Nesse ponto, a relação dos personagens volta a ser eficaz em tornar a trama ainda mais sensorial e imersiva. Os três dão indicações de onde o “monstro” está, o quão pesado ele é e até mesmo o quanto mede, para que assim o público sempre tenha em mente sua presença ameaçadora. Com essas informações, é como se o espectador pudesse sentir que o tubarão está debaixo do barco mesmo que estejamos no conforto da cama, do sofá ou da sala de cinema.

O ato final é simplesmente esplendoroso. É quando a audiência finalmente consegue enfrentar o tubarão cara a cara, matando de vez a imaginação e evidenciando a realidade da ameaça. Matar a ansiedade do público torna o desfecho ainda mais extasiante, já que, agora, é possível materializar exatamente contra o que se vinha lutando ao decorrer do longa.

A todo instante Spielberg reforça o efeito de tensão desejado com o magnífico trabalho do compositor John Williams (Jurassic Park: Parque dos Dinossauros). Sua música aqui ganhou o imaginário popular. Mesmo quem ainda não assistiu Tubarão já associa as notas baixas e intensas dos instrumentos que acompanham o movimento do animal na água.

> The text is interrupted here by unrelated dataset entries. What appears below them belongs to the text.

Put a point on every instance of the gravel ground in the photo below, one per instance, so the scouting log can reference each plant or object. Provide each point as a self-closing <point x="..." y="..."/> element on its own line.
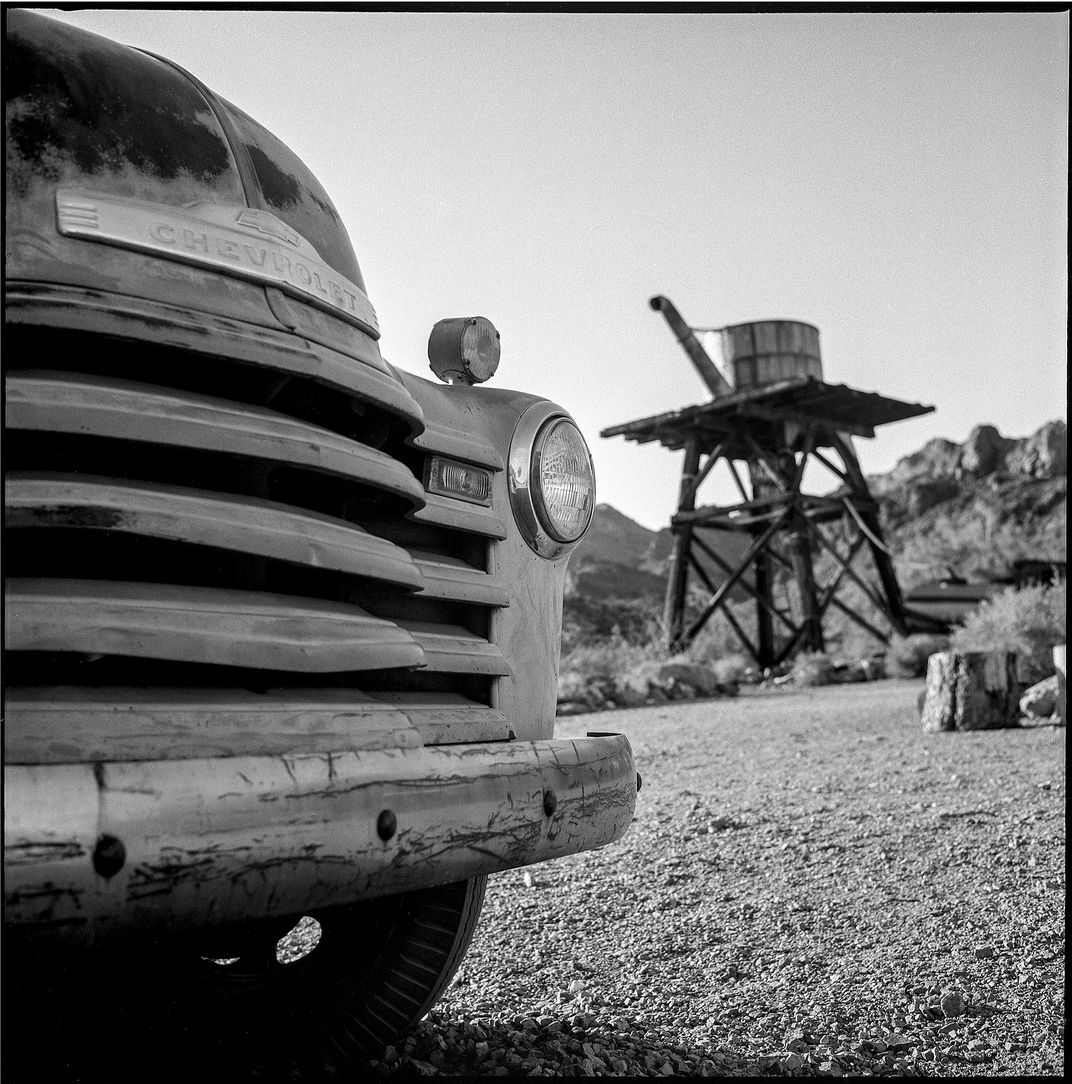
<point x="812" y="886"/>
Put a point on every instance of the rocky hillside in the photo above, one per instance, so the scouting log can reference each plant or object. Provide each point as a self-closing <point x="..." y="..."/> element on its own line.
<point x="977" y="507"/>
<point x="972" y="508"/>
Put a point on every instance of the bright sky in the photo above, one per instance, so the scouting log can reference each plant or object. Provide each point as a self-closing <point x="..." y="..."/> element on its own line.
<point x="899" y="180"/>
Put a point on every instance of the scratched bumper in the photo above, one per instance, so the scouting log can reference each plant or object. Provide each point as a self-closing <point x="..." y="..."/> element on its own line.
<point x="145" y="846"/>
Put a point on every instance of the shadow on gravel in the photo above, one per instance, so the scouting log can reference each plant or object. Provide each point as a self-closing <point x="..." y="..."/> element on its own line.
<point x="110" y="1045"/>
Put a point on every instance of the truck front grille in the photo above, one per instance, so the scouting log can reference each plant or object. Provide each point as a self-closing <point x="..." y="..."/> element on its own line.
<point x="185" y="523"/>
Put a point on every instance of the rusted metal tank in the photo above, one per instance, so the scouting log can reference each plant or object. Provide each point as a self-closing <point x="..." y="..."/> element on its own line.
<point x="767" y="351"/>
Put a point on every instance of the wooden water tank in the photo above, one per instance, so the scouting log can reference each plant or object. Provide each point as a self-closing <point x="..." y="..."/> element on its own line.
<point x="771" y="350"/>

É interessante ainda lembrar que, na época, Steven Spielberg tinha apenas 26 anos, um novato na indústria. Tratava-se do quarto filme do diretor, aquele que lhe projetou para uma brilhante carreira.

Foto: Universal Pictures

Com sua simplicidade e adversidades, o sucesso inesperado de Tubarão abriu portas para um novo capítulo na história do cinema. Um que conta com as aventuras e fantasias de um cineasta atemporal. Goste você ou não da trajetória do diretor, imaginar a sétima arte sem Spielberg é simplesmente impossível.